Adrian Shooter by Adrian Shooter

Author:Adrian Shooter
Language: eng
Format: epub
Tags: BIOGRAPHY & AUTOBIOGRAPHY / Business
ISBN: 9781473893214
Publisher: Pen & Sword Books
Published: 2018-04-29T16:00:00+00:00


If one were to describe what the railway felt like from my perspective in the mid 1970s, I would start by pointing out that the aftermath of the Beeching closures was still being experienced, although some were not actually in his original 1963 plan but had been added later. For example, for most of the time I was at Bletchley, the line to Bedford was going to be closed. That it was not was largely down to the efforts of a Bletchley doctor, Peter Jarvis, and his daughter Hilary, who, along with many others, used the line to get to and from school in Bedford. They successfully argued that the local roads were too narrow and indirect for a bus service to be practicable.

Commuter numbers into London were slowly falling, and continued to do so until 1984, and much of the railway felt under threat as a result. On the other hand, Bletchley TMD was an important part of the WCML support infrastructure. At that time, everything had been renewed and a very good fast, reliable train service ran. It was not as frequent as now, but it worked very well and we were all proud to be part of the team that ran it. It demonstrated that a high quality, fast, fairly frequent InterCity service was a winner.

However, there was very limited vision, as is exampled by my boss, John Marson’s, reaction when I expressed disappointment that the BR Board had just announced it would not safeguard any of the trackbed of the closed Great Central route. Having told him, as we stood at Calvert on the GC one sunny day in 1974, that I thought the decision was shortsighted and would be regretted, I can still hear him saying: ‘Do you really think so?’
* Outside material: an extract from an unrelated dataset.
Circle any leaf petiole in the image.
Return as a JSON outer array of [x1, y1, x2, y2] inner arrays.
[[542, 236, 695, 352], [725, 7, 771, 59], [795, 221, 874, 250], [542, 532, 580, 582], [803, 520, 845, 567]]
Some really stupid decisions were taken by quite senior people who seemed to lack brains. An example: all the AC electric locos had been built with two pantographs, which was sensible because pans can be damaged, for example, by pieces of wire hanging down in their way. If you have a second pan, you can swap over and often continue. Someone decided that it would save a lot of money if the second pan was removed. Quite how this was supposed to save money is not clear to me since we had both pans, and the suggestion that cost would be saved by reduced maintenance was nonsense since you could only wear one out at once. At a stroke, electric loco reliability, and hence train punctuality, was reduced for no measurable benefit.

Freight was largely a disaster, with hundreds of thousands of archaic, uneconomic and unsafe four-wheeled wagons in use but doing less than five journeys a year. A huge opportunity had been lost in the 1955 Modernisation Plan when millions were wasted in perpetuating this nonsense rather than taking the first steps to develop a modern network. This was almost certainly because the best managers had left at nationalisation and those remaining either had no imagination or chose not to challenge conventional wisdom.